BLF’s small grants programmes should be all things to all people
In Kevin Curley’s recent Third Sector commentary about what the Big Lottery Fund might be up to he referred to my work shadowing leaders of small charities, something he kindly kicked off for me back in 2008.
When I arrived at BIG there was some suspicion as to whether an ex-Civil Servant who had spent the last 10 years in and around a Whitehall education department would “get” the realities of what life was like running charities at the front line of helping many of the most vulnerable in society. In addition, there’s a constant danger that leaders of big organisations become detached from those they need to work successfully with and through. Kevin was onto this immediately and I was keen to respond positively. Having been reminded of those early visits, there are at least three insights that have influenced my work at BIG ever since.
First, though he didn’t know it, Kevin sent me to a charity that only days before had been rejected at the final hurdle for £500k of Big Lottery fund cash it desperately wanted. The BIG machine would never have chosen to send me there! In terms of feedback, the charity had received general encouragement but had basically been told there was not enough money to go round. This was essentially true. Nevertheless, there’s always some reason why decision makers favour one application over another. I left determined to ensure that we never again rejected an applicant who had completed a substantial application form without giving more useful guidance on why they missed out.
The next insight occurred when a second charity took me round the back of a local Lidl to an unprepossessing church hall in which an explosion of enthusiastic community-based activity was taking place. Literally scores of people stopped what they were doing briefly to hear from me about what small grants were available from the Big Lottery Fund to help them on their way. Most of them had never heard of us. Many were perfectly happy to get on with what they were doing without the perceived palaver of getting cash from us.

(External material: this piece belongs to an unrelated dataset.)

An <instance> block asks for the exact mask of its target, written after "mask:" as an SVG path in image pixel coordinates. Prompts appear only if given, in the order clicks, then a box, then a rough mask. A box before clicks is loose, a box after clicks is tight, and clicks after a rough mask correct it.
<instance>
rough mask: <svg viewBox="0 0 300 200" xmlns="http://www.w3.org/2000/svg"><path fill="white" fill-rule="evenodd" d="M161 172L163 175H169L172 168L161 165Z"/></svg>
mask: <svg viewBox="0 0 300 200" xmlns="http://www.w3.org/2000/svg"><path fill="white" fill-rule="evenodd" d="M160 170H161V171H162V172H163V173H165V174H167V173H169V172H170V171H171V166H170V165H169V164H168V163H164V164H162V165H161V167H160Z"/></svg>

But a determination to connect with “below the radar” groups who may not want to remain there stuck with me. Having arrived at BIG and made a succession of speeches saying we could no longer be all things to all people, I rapidly concluded that, at least so far as our small grants were concerned, we should be. These should absolutely offer easy to access, fast turn around awards essentially driven by what mattered most to local people determined to improve the quality of life in their area, whatever that might be. I still enjoy nothing more than getting out into communities that really ought to be accessing more Lottery cash to help them understand what is available.
My third insight occurred when one of my work shadowing opportunities was abruptly cut short. The chief executive concerned faced an urgent choice – gabbing away to me or getting to Ryman’s before closing time. He was the only one of three workers with a car. They had no toner. No toner meant no printer. No printer meant no hard copy of a funding application which had to be returned in hard copy by last post that day. However grand the visitor might be, the realities of operational life and the essential need to secure further funding kicked in and the CEO made the right judgement. I was left to wander alone back to the railway station, suitably humbled by the dedication to duty this leader and so many others demonstrate day after day.